In October of 2009, I wrote a column about a brilliant high school DREAM student whose goal is to attend college in the fall of 2010. I referred to her as Leticia X. When she spoke to my class at the University of Arizona last fall, she had my students in tears, knowing full well that unless the immigration laws change, she will be unable to pursue her dream.
Leticia X has a special love of land (agriculture) and her dream as a new high school graduate is to become a teacher in Mexican American Studies. I saw her this past week at the annual Raza/Ethnic Studies conference in Tucson, but this time, it was she who was in tears because her father had been picked up that morning by local Sheriff’s deputies and was subsequently turned over to the border patrol.
The most dynamic of educators from across the country had come to learn about the battle against HB 2281 – the new anti ethnic studies law – and the SB 1070 law – the racial profiling law scheduled to take effect July 29. Her presence was a reminder of how Arizona has become the epicenter of dehumanization; her life, and the lives of her family are now in limbo. At the prompting of a professor who had just met Leticia X, the educators instantly sprung to her defense.
Because Congress has still not reformed the nation’s immigration system, she will not be living her dream this fall, though she is now undergoing an even greater tragedy, in this insane asylum known as the apartheid state of Arizona.
Leticia X is not afraid of using her real name. When she spoke to my class, she used her actual name and high school. It is I who chooses not to identify her publically (Recently, DREAM students staged a sit-in at McCain’s Tucson office, subjecting themselves to arrest so that they themselves can take control of their own movement. In Phoenix, other DREAM students served Maricopa County Sheriff Joe Arpaio with a community indictment, charging him with crimes against humanity.
Incidentally, Leticia X does not consider herself undocumented or an illegal alien. Neither do other DREAM students conceive of themselves in such a manner. Neither do I. To do so buys into the dehumanization that has become normalized in this society.
The notion that children, who had no choice in coming to this country can be considered illegal, stands logic and the law on its head. Minimally, it is immoral to say the least. To break the law, one has to consciously break a law. Leticia X crossed into the United States at age three… hardly an age when she could have consciously broken any law whatsoever.
She considers herself a U.S. citizen because she has no conscious memory of any other nation than this one; she is guilty of no crime, and should be treated as such. The potential deportation of her father/family puts a human face on the inhumanity that our society has descended to. Her father is not illegal either; his only “crime” was to try and make a better life for his family.

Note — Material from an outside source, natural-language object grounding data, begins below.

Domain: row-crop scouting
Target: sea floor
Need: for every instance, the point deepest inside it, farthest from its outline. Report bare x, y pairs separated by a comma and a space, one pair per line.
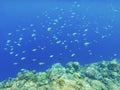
104, 75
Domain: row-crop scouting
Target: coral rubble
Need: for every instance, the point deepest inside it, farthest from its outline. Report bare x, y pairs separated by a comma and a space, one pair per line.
103, 75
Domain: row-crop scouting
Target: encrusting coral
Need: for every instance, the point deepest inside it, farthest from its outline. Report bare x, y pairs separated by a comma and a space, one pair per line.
103, 75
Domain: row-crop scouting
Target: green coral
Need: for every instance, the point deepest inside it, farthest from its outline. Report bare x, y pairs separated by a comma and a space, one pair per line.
103, 75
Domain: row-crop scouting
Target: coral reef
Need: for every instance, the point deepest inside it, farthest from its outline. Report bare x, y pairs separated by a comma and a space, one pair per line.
103, 75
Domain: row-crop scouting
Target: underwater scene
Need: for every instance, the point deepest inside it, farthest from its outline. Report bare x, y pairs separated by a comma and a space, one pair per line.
60, 45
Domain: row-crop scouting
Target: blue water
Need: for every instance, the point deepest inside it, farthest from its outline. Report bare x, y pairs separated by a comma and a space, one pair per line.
35, 34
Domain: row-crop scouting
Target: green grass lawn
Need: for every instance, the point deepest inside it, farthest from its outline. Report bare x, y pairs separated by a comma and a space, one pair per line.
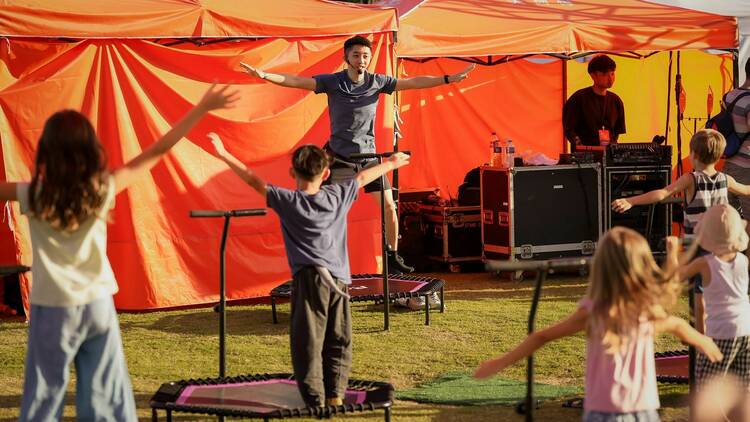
485, 316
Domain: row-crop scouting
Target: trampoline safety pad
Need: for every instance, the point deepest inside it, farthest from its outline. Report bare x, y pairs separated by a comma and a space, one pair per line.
267, 396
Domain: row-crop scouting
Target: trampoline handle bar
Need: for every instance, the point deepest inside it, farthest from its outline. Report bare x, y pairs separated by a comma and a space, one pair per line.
250, 212
552, 264
371, 155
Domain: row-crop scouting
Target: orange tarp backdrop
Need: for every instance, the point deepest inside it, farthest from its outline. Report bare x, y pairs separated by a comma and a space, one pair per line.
468, 28
134, 89
519, 93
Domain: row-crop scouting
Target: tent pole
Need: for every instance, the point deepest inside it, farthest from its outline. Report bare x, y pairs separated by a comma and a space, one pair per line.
677, 91
669, 98
735, 68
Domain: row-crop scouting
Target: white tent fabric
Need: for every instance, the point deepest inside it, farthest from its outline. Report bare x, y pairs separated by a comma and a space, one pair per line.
738, 8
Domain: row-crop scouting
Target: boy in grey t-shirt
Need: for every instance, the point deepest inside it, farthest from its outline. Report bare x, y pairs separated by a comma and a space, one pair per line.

This is at a time when President Obama recently directed the Immigration and Customs Enforcement to concentrate on deporting violent criminals who are a threat to the public safety and (a canard) those who are a threat to national security. Leticia X’s father is neither. Neither is his family.
In the heat of an electoral campaign, where she is vying to become the elected governor of the state… and in the heat of defending the state’s racial profiling law, Arizona’s unelected Gov. Jan Brewer has taken the lead in the misinformation department, alleging that most migrants are carrying drugs and that drug cartels have been beheading people in the Arizona desert. Both are fiction.
Brewer should meet Leticia X. If she did, she would come face to face with a beautiful human being, guilty of no crimes and deserving to be treated as a full human being. If anything, this future teacher merits a full scholarship.
President Obama should also meet Leticia X. He should meet her father and be reminded about his recently declared immigration enforcement priorities. Upon meeting them, he would know the face of this debate; he would know that it is high time to reform the nation’s immigration laws and that it is also high time to bring millions of people, not into Arpaio’s infamous tents, but rather, into the tent of humanity.